Glitzer, Gran­dezza, Glorie: Eine völlig neue Welt voller Pracht und Romantik, in der Bohe­miens und Aris­to­kraten die Ell­bogen aus­fahren, öffnet ab 25. Juli 2019 seine Pforten am Broadway. Baz Luhr­manns revo­lu­tio­närer Film „Moulin Rouge!” erwacht durch eine völlig neue Musical-Extra­va­ganz mit Cham­pa­gner und Charme auf der Bühne des Al Hirsch­feld Theatre zu neuem Leben. Wer selbst einmal – im wahren Sinn des Wortes – in die Bohème ein­tau­chen möchte, gönnt sich ein Weinbad im Aire Ancient Baths (88 Fran­klin St) in einer antiken, vene­zia­ni­schen Bade­wanne aus dem 17. Jahr­hun­dert. Die Anti­oxi­dan­tien der Trauben aus dem spa­ni­schen Ribera del Duero bewirken Wunder – für den Körper sicher glei­cher­maßen wie für die Stim­mung.

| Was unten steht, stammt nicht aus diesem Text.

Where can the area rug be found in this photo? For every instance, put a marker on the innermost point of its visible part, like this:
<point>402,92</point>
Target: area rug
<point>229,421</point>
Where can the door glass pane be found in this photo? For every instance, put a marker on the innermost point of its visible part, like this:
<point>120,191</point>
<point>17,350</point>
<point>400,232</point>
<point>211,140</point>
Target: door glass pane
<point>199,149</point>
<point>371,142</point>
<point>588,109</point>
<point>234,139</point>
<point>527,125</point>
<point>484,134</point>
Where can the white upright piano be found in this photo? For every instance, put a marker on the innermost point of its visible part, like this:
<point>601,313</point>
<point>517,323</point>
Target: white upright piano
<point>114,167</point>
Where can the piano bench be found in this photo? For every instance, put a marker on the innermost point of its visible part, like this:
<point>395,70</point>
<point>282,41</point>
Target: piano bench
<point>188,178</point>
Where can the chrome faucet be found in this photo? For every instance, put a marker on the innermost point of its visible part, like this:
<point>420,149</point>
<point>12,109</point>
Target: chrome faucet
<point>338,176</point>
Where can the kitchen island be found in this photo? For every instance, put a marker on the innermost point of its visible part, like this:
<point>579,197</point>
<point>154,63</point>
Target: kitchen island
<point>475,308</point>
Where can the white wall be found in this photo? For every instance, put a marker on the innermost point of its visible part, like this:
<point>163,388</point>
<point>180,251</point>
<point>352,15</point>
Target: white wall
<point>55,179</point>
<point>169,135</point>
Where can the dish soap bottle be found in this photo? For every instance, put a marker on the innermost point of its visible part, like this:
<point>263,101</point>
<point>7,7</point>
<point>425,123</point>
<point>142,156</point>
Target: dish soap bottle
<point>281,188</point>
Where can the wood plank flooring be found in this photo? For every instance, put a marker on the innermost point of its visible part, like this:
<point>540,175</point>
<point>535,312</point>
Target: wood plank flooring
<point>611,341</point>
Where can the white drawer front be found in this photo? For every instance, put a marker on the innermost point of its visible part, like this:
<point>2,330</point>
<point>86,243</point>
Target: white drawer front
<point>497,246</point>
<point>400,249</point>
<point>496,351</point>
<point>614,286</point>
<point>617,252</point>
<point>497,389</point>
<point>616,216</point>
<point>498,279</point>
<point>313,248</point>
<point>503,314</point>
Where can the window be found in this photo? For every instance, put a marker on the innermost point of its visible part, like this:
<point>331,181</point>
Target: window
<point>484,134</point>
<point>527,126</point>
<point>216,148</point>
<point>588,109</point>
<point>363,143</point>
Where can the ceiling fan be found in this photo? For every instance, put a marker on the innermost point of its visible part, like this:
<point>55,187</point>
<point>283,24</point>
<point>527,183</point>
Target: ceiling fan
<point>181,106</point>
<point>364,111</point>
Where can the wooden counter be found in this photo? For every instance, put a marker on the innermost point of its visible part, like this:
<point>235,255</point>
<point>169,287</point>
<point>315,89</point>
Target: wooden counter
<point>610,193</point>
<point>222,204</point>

3The Conjuring Arts Research Center

Musical „Beet­le­juice” (c) The Broadway Collec­tion
(c) Con­ju­ring Arts Rese­arch Center

Das Schreck­ge­spenst des Broadway ist da: Basie­rend auf der Vor­lage von Tim Burton aus dem Jahr 1988, erzählt „Beet­le­juice” die Geschichte von Lydia Deetz – einem etwas frag­wür­digen Teen­ager, der nahezu besessen vom Tod träumt. Zu ihrer Freude wird das Haus, in das Lydia mit ihrer Familie ein­zieht, von einem kürz­lich ver­un­glückten Pär­chen und einem ent­ar­teten Dämon mit einem Faible für Strei­fen­an­züge heim­ge­sucht. Doch mit dem Ende des Musi­cals hört der Spuk noch lange nicht auf: Im Con­ju­ring Arts Rese­arch Center (11 W 30th St) gibt es eine geheim­nis­volle Kol­lek­tion mit mehr als 11.000 Büchern über Magie, die einen Ein­blick in die dunklen Künste gewährt.

4Unglaublich unecht: VR World New York

Musical „Be More Chill” (c) The Broadway Collec­tion

Es erin­nert an eine Szene aus „The Matrix”: Mor­pheus stellt Neo vor die Wahl zwi­schen der roten und der blauen Pille. Die blaue Pille schickt Neo zurück in die heile Traum­welt. Die rote hin­gegen eröffnet ihm die Welt, wie sie wirk­lich ist. Bei „Be More Chill” gibt es nur eine Tablette – aber die könnte eine ganz gewöhn­liche Exis­tenz in ein Leben wie aus der Wer­bung ver­wan­deln. Was wäre, wenn es Beliebt­heit in Pil­len­form gäbe? Wer würde sie kaufen, wer würde sie ein­nehmen? „Be More Chill” macht die Hypo­these zum Fakt und das „per­fekte Leben“ mög­lich – dank einer mys­te­riösen, neuen Tech­no­logie. Das funk­tio­niert aber auch in der Rea­lität – zumin­dest in der vir­tu­ellen: Das VR World NYC (4 E 34th St) ist ein Zen­trum voller vir­tu­eller Erleb­nisse, die vom Kampf im Box­ring über das Repa­rieren zer­bro­chener Träume bis zur wasch­echten Zombie-Apo­ka­lypse rei­chen.